New York Attorney General Eliot Spitzer and Federated Investors have reached a $100 million agreement that resolves an investigation of improper trading of mutual funds. The settlement with the Pittsburgh-based company was reached in conjunction with the Securities and Exchange Commission.

"With this agreement, virtually the entire mutual fund industry has now sworn off improper trading practices and agreed to compensate investors who were harmed," Spitzer said.

Under the agreement, Federated will pay a total of $35 million in restitution to injured investors and $45 million in civil penalties, and will reduce its management fees by an estimated $20 million over the next five years.

The $35 million payment includes $8 million already paid by Federated as restitution to certain Federated funds.

Federated has further agreed to substantial reforms including the hiring of a full-time senior officer to help ensure that advisory fees charged for managing the funds are negotiated at arm’s length and are reasonable.

The investigation of the company centered on mutual fund timing, which involves the frequent buying and selling of mutual funds. Such trading can harm long-term mutual fund shareholders by diluting the value of their shares.

In breach of its fiduciary obligations, Federated entered into secret "market timing" arrangements with three professional trading organizations knowing that these arrangements would negatively impact the investment returns of ordinary mutual fund shareholders.

Federated also tolerated a substantial amount of harmful transactions by market timers with which it had no express arrangement.

The company had an incentive to allow these frequent trading activities because it earned substantial investment advisory fees on the fund timers’ assets.

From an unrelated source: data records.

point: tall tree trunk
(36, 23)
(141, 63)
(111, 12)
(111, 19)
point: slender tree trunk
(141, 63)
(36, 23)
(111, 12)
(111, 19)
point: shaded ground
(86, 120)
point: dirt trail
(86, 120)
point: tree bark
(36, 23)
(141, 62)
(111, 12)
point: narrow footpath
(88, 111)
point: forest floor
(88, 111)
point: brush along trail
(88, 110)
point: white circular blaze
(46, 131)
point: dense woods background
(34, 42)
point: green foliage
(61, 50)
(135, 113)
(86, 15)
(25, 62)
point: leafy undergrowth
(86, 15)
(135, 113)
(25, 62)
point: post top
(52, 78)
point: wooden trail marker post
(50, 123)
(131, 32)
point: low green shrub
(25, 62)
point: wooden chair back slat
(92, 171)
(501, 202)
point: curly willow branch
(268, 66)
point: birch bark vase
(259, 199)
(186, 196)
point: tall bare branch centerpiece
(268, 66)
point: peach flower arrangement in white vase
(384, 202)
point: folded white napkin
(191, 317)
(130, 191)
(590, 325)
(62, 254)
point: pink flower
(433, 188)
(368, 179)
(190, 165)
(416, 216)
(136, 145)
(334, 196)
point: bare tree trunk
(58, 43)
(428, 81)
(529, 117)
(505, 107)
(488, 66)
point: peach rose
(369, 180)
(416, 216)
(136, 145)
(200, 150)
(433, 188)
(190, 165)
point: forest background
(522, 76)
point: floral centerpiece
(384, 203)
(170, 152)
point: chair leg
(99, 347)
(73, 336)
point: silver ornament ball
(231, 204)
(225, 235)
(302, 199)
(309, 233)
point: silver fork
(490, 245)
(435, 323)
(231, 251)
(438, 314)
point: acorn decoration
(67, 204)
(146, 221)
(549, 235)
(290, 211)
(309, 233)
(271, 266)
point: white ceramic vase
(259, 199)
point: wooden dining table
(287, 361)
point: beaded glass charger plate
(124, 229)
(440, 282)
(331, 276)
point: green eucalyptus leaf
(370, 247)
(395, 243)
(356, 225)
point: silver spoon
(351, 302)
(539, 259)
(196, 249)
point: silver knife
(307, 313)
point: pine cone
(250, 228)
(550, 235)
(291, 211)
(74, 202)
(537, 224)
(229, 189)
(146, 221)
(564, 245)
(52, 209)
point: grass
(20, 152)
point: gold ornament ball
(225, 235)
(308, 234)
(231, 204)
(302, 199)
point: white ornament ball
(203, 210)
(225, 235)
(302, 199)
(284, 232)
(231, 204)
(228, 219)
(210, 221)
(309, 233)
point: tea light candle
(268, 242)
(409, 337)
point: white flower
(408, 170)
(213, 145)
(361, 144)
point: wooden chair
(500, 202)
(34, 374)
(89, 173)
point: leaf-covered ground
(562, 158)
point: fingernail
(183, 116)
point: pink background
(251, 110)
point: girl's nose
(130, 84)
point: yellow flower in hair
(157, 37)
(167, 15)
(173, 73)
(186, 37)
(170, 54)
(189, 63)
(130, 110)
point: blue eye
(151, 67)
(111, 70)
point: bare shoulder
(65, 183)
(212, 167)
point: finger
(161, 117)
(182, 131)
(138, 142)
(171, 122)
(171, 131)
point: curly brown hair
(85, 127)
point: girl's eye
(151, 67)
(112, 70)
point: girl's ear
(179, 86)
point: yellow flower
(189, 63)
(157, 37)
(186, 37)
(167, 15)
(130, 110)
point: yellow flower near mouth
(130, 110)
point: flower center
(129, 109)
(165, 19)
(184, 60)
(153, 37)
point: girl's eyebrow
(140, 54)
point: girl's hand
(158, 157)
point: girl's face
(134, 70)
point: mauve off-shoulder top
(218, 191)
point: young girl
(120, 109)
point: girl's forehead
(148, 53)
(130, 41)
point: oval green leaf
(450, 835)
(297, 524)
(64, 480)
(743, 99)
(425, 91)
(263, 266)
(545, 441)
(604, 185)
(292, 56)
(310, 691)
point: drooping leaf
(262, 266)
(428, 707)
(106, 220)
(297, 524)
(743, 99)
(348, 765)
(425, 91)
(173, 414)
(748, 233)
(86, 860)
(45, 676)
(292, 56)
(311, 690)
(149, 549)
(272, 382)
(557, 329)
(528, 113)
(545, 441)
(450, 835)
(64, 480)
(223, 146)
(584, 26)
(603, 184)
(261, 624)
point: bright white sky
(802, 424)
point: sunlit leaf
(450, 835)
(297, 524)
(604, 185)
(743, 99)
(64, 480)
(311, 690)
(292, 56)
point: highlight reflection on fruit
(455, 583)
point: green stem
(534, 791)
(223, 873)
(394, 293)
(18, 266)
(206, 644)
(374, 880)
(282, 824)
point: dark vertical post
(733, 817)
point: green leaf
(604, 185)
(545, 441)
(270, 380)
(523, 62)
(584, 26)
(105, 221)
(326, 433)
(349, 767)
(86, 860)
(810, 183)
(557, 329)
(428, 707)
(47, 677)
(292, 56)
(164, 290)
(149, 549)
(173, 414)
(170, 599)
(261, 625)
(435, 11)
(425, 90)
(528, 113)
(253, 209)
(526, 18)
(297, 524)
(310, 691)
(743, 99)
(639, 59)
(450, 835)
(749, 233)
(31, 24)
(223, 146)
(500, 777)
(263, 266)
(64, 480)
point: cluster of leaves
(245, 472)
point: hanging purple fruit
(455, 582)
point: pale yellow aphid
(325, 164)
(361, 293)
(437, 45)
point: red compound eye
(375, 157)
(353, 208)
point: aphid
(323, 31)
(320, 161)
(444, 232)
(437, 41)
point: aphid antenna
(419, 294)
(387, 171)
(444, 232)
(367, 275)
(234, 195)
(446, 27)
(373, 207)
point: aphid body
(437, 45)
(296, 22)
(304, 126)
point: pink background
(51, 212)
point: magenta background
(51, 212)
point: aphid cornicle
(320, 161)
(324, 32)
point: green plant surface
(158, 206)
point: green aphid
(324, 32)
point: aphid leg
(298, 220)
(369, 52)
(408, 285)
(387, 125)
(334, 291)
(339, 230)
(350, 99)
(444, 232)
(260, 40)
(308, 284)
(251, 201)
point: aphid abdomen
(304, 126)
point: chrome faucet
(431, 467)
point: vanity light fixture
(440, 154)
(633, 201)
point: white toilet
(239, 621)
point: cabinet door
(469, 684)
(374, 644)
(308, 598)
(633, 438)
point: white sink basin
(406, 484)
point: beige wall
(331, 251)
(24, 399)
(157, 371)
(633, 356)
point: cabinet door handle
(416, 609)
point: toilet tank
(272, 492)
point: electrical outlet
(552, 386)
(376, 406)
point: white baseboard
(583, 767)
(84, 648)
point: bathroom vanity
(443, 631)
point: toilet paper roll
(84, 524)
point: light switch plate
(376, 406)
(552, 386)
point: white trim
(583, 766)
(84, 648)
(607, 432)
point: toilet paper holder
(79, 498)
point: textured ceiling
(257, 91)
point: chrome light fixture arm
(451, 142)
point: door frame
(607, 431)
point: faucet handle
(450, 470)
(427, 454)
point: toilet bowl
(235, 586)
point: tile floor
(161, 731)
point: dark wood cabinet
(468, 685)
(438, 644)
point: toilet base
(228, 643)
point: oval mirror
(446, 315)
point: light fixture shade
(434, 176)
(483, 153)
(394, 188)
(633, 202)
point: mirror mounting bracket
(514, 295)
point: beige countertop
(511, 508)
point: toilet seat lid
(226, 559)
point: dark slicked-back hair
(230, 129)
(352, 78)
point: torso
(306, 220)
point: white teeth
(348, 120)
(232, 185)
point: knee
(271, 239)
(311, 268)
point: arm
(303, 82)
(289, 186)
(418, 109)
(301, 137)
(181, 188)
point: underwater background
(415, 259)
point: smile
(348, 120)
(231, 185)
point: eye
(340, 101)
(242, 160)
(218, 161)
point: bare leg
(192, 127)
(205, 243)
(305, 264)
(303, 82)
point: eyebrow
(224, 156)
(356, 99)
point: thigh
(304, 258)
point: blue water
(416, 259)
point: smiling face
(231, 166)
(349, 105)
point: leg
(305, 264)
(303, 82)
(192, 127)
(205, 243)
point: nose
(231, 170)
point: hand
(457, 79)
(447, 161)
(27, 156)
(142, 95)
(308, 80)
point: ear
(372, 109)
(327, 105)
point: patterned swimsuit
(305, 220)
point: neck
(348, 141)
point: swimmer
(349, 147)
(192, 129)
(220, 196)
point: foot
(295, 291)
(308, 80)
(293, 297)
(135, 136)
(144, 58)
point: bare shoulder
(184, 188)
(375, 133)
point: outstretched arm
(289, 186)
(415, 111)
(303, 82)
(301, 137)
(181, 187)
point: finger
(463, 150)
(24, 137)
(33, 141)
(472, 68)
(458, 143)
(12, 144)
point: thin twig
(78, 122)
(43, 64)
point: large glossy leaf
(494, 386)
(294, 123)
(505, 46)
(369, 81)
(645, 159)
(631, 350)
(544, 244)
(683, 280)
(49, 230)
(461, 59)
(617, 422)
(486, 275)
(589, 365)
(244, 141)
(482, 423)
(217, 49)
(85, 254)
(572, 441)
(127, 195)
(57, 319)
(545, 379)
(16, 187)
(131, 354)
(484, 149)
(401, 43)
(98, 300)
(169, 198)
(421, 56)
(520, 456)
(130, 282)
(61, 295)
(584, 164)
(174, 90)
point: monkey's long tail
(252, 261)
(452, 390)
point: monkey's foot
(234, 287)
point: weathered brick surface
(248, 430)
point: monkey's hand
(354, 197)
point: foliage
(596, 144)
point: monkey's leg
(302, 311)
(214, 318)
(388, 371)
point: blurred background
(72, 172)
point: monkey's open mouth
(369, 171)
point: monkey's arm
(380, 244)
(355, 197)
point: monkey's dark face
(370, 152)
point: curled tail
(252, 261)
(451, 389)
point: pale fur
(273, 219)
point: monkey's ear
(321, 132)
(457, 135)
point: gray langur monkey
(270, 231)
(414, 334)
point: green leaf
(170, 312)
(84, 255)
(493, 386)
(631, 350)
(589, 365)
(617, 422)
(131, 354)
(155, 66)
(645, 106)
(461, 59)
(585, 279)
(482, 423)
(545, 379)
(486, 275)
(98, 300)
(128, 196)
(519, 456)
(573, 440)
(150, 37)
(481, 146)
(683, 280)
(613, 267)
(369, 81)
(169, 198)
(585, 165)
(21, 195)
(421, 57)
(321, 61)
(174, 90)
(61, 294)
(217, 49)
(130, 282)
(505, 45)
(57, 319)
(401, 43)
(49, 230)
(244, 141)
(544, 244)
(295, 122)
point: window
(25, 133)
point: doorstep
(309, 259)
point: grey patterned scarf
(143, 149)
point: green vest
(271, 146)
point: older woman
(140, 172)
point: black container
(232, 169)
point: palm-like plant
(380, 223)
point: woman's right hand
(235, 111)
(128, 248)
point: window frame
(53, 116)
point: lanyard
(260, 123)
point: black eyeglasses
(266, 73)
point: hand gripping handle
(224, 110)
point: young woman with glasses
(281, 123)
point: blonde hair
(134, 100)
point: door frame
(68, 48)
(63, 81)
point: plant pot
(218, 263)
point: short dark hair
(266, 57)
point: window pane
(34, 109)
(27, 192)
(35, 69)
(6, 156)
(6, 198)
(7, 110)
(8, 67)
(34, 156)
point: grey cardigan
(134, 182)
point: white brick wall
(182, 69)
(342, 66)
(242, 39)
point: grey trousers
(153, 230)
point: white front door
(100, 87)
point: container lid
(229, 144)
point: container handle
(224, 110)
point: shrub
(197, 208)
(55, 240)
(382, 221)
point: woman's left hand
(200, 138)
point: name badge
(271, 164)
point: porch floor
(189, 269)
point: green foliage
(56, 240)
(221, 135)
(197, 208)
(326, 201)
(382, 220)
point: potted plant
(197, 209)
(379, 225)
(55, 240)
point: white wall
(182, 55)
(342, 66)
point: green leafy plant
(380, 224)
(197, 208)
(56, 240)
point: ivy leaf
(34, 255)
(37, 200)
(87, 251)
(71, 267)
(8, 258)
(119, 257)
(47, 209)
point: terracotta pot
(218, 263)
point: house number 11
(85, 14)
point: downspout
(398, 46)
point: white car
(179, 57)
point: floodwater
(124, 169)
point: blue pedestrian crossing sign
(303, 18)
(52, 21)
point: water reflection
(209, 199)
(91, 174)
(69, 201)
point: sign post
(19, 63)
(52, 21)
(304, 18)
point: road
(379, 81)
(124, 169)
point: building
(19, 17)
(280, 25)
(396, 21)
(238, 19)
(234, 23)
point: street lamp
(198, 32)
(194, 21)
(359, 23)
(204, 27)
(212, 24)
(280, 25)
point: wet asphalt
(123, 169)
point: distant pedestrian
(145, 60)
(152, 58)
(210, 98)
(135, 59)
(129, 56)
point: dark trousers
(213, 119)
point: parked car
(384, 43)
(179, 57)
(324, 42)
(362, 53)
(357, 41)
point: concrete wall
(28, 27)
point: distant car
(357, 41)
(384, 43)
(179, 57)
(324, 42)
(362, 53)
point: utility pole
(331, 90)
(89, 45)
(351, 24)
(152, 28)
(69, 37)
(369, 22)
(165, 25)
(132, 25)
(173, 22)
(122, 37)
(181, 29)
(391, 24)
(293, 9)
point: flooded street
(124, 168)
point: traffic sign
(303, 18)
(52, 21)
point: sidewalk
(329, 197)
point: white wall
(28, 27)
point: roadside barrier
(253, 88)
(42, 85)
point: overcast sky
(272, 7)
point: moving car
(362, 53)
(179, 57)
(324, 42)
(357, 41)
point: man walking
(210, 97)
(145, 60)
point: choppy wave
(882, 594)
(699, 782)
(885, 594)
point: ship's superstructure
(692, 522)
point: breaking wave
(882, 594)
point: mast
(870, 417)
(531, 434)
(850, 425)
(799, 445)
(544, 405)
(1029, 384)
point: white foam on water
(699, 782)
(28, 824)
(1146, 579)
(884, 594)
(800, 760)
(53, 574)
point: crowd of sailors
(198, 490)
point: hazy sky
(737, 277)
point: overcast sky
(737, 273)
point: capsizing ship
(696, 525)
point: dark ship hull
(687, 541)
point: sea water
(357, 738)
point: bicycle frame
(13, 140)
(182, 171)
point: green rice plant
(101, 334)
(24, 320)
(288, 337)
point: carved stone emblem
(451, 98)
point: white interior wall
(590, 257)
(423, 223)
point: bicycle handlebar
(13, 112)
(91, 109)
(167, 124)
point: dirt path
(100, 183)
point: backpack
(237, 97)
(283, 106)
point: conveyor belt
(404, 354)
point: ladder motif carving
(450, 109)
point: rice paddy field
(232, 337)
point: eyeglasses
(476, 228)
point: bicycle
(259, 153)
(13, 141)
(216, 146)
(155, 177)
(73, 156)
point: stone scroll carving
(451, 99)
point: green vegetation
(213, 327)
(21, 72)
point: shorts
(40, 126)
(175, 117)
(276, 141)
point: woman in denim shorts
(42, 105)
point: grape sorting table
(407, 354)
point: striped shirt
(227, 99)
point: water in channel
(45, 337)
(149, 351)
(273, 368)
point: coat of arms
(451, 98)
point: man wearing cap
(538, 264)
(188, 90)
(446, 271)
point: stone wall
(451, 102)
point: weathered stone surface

Federated is the 14th firm to settle improper mutual fund trading charges since Spitzer announced a case against Canary Capital Partners in September 2003. To date, the investigations emanating from the Canary case have returned approximately $3.3 billion to investors. In addition, nine mutual fund executives have pleaded guilty to fraud and related charges.

In one secret deal, Federated permitted Canary to conduct frequent trading of six different Federated domestic equity funds. Canary ultimately conducted more than $1.6 billion in timing transactions in Federated funds.

In exchange for the right to make these timed trades, Canary made a so-called "sticky money" investment of $10 million in a Federated-advised fund on which Federated earned additional fees.

The investigation further revealed that another hedge fund illegally placed orders directly with Federated after the 4:00 p.m. EST close of the financial markets, and yet still received that day’s price.

By law, mutual fund orders must be received before the close of the market to receive that day’s price.